Greece: In recent history no other European Union government has done what they're doing: slashing spending, launching serious structural reforms, fighting tax fraud, overhauling the public sector, and shrinking the budget deficit by an eye-watering 5 percent of gross domestic product in one year. These are the Greeks, who triggered Europe's sovereign debt crisis.
An interim report by the EU Commission confirms that Greece has a strong and determined government which is serious about tackling the country's woes and has started delivering on its promises. All is not rosy, but at least the country is ruled by a team that means business, says what it means and does what it says.
Things haven't been easy for the government of George Papandreou, who must take credit for telling the truth about his country's nightmarish problems and then seeing that the only way it could solve them was the hard way.

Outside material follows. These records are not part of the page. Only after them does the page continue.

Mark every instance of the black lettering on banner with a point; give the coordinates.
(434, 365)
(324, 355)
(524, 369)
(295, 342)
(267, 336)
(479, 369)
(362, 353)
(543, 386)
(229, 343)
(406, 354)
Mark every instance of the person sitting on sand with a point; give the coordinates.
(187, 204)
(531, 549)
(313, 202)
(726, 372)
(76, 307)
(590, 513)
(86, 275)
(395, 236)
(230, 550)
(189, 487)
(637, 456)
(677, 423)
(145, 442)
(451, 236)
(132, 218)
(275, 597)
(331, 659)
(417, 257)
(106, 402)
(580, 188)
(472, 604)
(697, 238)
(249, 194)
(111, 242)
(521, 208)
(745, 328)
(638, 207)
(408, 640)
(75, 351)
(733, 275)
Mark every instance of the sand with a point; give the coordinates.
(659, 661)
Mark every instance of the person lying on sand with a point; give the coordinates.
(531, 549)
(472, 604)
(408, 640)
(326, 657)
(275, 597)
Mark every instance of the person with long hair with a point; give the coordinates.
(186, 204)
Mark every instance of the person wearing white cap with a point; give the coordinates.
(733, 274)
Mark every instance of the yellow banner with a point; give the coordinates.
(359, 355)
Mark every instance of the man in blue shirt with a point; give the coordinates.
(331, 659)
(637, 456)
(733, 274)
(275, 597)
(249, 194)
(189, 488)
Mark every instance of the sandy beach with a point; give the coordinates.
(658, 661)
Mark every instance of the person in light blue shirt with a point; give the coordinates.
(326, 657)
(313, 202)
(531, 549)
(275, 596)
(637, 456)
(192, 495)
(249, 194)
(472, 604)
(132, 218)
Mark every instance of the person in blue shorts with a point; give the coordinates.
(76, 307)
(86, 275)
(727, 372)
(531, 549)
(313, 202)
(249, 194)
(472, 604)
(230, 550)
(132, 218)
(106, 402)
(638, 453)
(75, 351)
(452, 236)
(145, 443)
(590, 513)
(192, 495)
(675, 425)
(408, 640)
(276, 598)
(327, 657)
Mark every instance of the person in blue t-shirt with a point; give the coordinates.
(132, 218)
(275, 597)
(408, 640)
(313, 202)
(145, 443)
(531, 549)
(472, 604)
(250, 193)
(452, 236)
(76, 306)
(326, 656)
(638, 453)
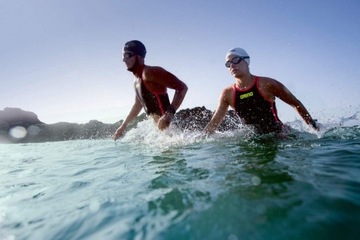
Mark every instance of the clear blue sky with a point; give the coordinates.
(62, 58)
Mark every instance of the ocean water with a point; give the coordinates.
(180, 185)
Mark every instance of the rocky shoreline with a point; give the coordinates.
(19, 126)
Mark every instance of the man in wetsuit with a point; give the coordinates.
(253, 98)
(151, 84)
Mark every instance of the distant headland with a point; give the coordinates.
(20, 126)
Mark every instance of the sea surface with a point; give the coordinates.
(182, 185)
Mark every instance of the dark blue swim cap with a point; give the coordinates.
(135, 47)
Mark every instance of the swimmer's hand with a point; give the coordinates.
(165, 120)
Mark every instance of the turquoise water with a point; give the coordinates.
(178, 185)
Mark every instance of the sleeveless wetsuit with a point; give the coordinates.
(255, 110)
(153, 103)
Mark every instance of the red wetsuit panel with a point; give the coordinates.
(153, 103)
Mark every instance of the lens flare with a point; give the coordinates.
(18, 132)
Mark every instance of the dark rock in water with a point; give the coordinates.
(10, 117)
(18, 126)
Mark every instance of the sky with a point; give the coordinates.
(61, 59)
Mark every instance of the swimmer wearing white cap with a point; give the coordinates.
(253, 98)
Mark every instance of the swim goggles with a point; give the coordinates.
(128, 55)
(235, 60)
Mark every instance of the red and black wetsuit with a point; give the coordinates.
(254, 109)
(153, 102)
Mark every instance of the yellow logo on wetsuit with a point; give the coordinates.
(246, 95)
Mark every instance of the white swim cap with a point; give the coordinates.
(239, 52)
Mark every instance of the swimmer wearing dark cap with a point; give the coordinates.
(151, 84)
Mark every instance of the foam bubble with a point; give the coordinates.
(18, 132)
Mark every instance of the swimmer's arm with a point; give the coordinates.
(285, 95)
(219, 114)
(134, 112)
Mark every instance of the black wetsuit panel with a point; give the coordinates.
(255, 110)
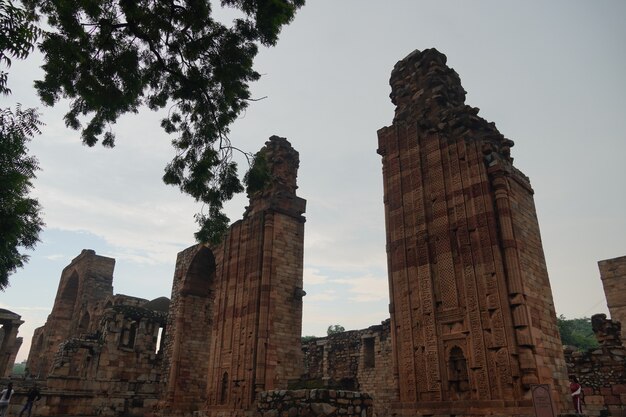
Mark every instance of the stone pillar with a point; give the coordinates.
(472, 317)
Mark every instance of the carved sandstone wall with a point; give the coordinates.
(9, 342)
(472, 315)
(97, 354)
(358, 360)
(87, 280)
(235, 322)
(602, 371)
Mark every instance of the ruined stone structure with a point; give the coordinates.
(9, 342)
(236, 315)
(315, 403)
(472, 316)
(97, 354)
(356, 360)
(613, 275)
(231, 331)
(602, 371)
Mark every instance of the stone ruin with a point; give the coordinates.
(613, 275)
(472, 330)
(9, 342)
(472, 316)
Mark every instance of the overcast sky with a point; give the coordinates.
(549, 74)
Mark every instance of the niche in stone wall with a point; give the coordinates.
(200, 275)
(83, 326)
(369, 353)
(128, 334)
(458, 379)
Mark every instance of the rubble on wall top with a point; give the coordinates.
(426, 91)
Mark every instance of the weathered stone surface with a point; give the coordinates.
(236, 315)
(602, 371)
(232, 328)
(356, 360)
(613, 275)
(9, 342)
(472, 315)
(307, 403)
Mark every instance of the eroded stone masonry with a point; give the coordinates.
(472, 330)
(472, 318)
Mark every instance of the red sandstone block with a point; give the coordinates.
(612, 400)
(594, 400)
(619, 389)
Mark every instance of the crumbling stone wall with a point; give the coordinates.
(87, 280)
(314, 403)
(472, 315)
(602, 371)
(358, 360)
(236, 311)
(97, 354)
(613, 275)
(9, 342)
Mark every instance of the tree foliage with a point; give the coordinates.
(577, 332)
(335, 328)
(109, 57)
(20, 222)
(18, 34)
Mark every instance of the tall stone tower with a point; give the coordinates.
(85, 282)
(236, 312)
(473, 320)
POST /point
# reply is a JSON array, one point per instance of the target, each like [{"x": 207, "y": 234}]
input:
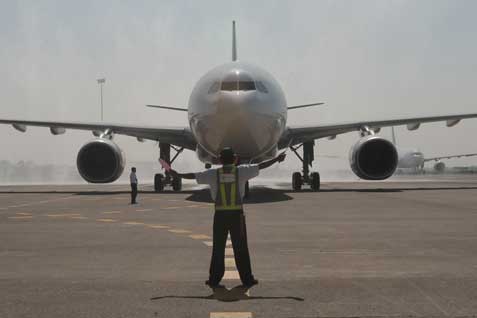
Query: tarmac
[{"x": 401, "y": 248}]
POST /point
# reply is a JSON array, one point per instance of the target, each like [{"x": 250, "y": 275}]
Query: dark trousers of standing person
[
  {"x": 233, "y": 222},
  {"x": 133, "y": 192}
]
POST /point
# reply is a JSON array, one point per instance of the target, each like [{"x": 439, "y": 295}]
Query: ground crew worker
[
  {"x": 133, "y": 181},
  {"x": 227, "y": 186}
]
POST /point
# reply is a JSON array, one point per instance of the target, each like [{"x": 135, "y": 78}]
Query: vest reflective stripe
[{"x": 228, "y": 197}]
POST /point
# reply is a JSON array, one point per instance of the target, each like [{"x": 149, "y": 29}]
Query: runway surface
[{"x": 353, "y": 249}]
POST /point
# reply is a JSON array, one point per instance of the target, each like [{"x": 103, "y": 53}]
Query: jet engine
[
  {"x": 439, "y": 166},
  {"x": 100, "y": 161},
  {"x": 373, "y": 158}
]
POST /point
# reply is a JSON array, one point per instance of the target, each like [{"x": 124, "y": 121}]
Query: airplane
[
  {"x": 239, "y": 105},
  {"x": 415, "y": 159}
]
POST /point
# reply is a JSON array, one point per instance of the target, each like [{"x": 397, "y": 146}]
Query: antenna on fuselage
[
  {"x": 234, "y": 43},
  {"x": 393, "y": 135}
]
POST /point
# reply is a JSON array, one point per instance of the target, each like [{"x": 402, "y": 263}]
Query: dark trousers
[
  {"x": 133, "y": 192},
  {"x": 233, "y": 222}
]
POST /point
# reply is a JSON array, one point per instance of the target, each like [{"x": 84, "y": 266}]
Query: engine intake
[
  {"x": 100, "y": 161},
  {"x": 373, "y": 158},
  {"x": 440, "y": 166}
]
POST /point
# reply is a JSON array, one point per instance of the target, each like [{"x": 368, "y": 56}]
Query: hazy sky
[{"x": 365, "y": 59}]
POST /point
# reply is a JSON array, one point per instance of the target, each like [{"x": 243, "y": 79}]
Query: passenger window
[
  {"x": 261, "y": 87},
  {"x": 214, "y": 88}
]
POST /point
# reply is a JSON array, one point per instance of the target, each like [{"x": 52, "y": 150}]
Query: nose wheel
[
  {"x": 312, "y": 179},
  {"x": 163, "y": 180}
]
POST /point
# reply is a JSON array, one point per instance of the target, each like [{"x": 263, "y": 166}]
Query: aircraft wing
[
  {"x": 297, "y": 135},
  {"x": 181, "y": 137},
  {"x": 450, "y": 157}
]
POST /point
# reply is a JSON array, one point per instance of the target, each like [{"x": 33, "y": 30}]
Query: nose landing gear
[
  {"x": 162, "y": 180},
  {"x": 312, "y": 179}
]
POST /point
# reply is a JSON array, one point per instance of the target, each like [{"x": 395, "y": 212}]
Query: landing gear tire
[
  {"x": 297, "y": 181},
  {"x": 158, "y": 182},
  {"x": 315, "y": 181},
  {"x": 177, "y": 184}
]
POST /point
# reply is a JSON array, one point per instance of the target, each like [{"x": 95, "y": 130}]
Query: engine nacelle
[
  {"x": 373, "y": 158},
  {"x": 100, "y": 161},
  {"x": 440, "y": 166}
]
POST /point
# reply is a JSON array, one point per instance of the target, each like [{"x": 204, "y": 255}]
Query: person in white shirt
[
  {"x": 227, "y": 187},
  {"x": 133, "y": 181}
]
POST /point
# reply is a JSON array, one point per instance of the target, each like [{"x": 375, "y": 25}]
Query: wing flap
[
  {"x": 178, "y": 136},
  {"x": 297, "y": 135}
]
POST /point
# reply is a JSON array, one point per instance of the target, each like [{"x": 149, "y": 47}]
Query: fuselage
[
  {"x": 237, "y": 105},
  {"x": 410, "y": 159}
]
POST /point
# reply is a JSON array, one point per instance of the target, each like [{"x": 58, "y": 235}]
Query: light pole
[{"x": 101, "y": 82}]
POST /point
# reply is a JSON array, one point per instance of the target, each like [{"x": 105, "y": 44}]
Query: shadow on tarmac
[
  {"x": 257, "y": 195},
  {"x": 223, "y": 294}
]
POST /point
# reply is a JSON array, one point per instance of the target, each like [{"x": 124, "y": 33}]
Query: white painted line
[
  {"x": 106, "y": 220},
  {"x": 157, "y": 226},
  {"x": 230, "y": 262},
  {"x": 231, "y": 315},
  {"x": 20, "y": 217},
  {"x": 41, "y": 202},
  {"x": 199, "y": 237},
  {"x": 133, "y": 223},
  {"x": 231, "y": 275},
  {"x": 179, "y": 231}
]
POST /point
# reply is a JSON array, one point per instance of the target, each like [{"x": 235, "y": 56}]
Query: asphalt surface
[{"x": 353, "y": 249}]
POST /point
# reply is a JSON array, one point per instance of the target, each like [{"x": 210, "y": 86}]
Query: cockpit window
[
  {"x": 238, "y": 80},
  {"x": 214, "y": 88},
  {"x": 261, "y": 87},
  {"x": 238, "y": 86}
]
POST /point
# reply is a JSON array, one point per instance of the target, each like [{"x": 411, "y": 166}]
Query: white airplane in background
[
  {"x": 241, "y": 106},
  {"x": 415, "y": 160}
]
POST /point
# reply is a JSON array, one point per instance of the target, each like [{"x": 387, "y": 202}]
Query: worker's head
[{"x": 227, "y": 156}]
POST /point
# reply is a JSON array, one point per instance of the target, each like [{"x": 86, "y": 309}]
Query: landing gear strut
[
  {"x": 313, "y": 178},
  {"x": 162, "y": 180}
]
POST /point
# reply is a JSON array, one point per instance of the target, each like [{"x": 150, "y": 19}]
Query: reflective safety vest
[{"x": 228, "y": 196}]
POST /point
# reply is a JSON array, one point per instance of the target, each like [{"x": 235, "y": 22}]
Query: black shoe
[
  {"x": 251, "y": 283},
  {"x": 211, "y": 284}
]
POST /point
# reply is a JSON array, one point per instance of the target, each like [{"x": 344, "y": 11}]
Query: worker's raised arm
[
  {"x": 182, "y": 175},
  {"x": 270, "y": 162}
]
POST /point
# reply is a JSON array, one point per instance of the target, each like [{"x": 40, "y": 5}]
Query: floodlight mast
[{"x": 101, "y": 82}]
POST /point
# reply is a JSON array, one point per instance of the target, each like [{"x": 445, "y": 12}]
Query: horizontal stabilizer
[
  {"x": 168, "y": 107},
  {"x": 305, "y": 105}
]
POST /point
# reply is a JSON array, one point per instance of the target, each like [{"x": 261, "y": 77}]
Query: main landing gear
[
  {"x": 163, "y": 180},
  {"x": 313, "y": 178}
]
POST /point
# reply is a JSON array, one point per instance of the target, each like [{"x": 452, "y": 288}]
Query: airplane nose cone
[{"x": 239, "y": 122}]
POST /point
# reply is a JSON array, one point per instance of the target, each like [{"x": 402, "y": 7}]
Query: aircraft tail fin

Greek workers this week went on their sixth general strike this year, before an important Parliament vote on a bill that will raise the retirement age, cut pensions, lower basic salaries and make it easier to fire workers.
As the EU report makes clear, there are some areas where Greece is still lagging - notably inflation, tax collection and reform of the long-fraudulent statistics apparatus. But considering the task at hand, this isn't surprising. Other EU governments, forced by market discipline to face their own budgetary problems, aren't showing the same determination.
Even if Greece implements its programme to the last detail, it might be difficult for the country to avoid restructuring of a debt load that will near 150 percent by 2016. With 10-year government bond spreads still at almost 8 percentage points above German bunds, the market is certainly deeply sceptical.
Euro zone leaders understandably don't want to talk about it now when there is so much uncertainty in the rest of the region. But if restructuring indeed is on the cards, Papandreou is definitely the type of leader debtors will want to deal with.